Enjeux : un signal envoyé à toute une industrie
Au-delà du cas individuel, cette affaire agit comme un signal d'alarme pour tout un secteur informel de l'esthétique invasive au Cameroun. Le ministère de la Santé publique avait déjà rappelé, dans un communiqué, que ces injections relèvent d'actes médicaux stricto sensu et exposent leurs pratiquants non habilités à des poursuites, tandis que leurs clientes s'exposent à des risques sanitaires réels : infections, nécroses, complications vasculaires des risques documentés dans plusieurs pays de la sous-région confrontés au même phénomène.

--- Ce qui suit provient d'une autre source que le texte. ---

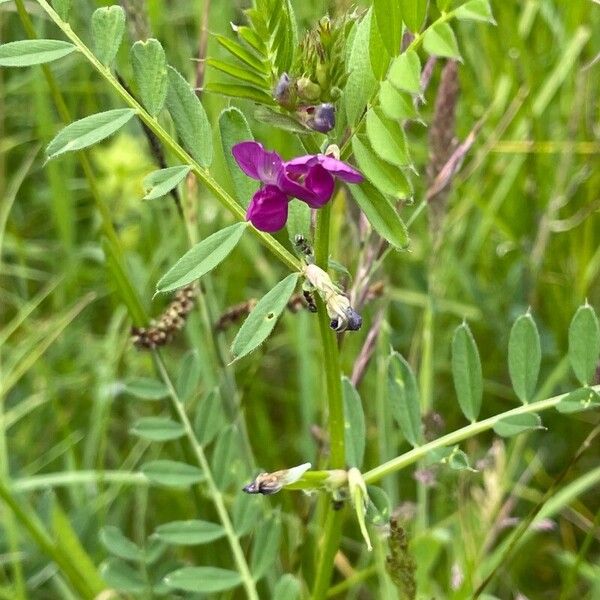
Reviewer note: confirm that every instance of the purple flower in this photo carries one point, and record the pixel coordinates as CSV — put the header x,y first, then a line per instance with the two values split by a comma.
x,y
309,178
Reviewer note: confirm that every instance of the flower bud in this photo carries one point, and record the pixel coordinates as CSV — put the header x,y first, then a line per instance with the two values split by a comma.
x,y
308,90
284,91
270,483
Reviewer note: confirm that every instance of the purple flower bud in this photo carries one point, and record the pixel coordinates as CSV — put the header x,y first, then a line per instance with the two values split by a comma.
x,y
283,88
320,118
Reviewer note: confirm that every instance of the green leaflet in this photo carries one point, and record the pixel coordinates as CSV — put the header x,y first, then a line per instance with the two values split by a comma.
x,y
189,117
413,13
395,104
466,371
387,138
584,343
234,129
25,53
354,425
439,40
171,473
117,544
524,357
404,398
189,533
150,71
405,73
63,8
203,579
157,429
202,258
159,183
579,400
108,27
389,24
387,178
515,424
262,319
381,214
361,82
88,131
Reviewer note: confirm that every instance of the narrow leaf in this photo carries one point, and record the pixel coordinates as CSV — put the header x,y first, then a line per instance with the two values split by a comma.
x,y
584,344
88,131
387,138
117,544
439,40
413,13
405,73
404,398
466,371
150,71
265,547
389,23
108,27
395,104
25,53
515,424
146,389
202,258
189,118
262,319
381,214
157,429
524,357
361,82
237,90
203,580
189,533
354,425
171,473
159,183
387,178
475,10
234,129
579,400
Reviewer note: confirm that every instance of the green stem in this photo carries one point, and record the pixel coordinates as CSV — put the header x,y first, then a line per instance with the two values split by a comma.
x,y
213,490
409,458
152,123
331,360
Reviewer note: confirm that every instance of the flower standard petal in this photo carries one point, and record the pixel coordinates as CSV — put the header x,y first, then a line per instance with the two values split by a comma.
x,y
268,209
257,163
321,184
340,169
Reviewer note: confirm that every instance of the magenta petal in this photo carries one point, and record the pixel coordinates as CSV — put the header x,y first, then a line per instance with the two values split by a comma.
x,y
340,169
268,209
257,163
321,184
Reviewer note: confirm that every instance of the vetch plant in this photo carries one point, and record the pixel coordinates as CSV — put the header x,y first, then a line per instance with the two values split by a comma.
x,y
344,101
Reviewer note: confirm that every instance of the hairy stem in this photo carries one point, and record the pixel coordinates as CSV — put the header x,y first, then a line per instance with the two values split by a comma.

Perspective : la justice aura le dernier mot
La suite de cette affaire dépendra désormais de l'enquête judiciaire ouverte à la suite des plaintes de l'ONMC. Reste à savoir si l'engagement pris par Manuella Nimpa sera suivi d'effets concrets et durables, et si d'autres influenceurs opérant dans ce secteur non régulé suivront un chemin similaire, sous l'effet de la pression désormais exercée conjointement par le ministère de la Santé et l'Ordre des médecins.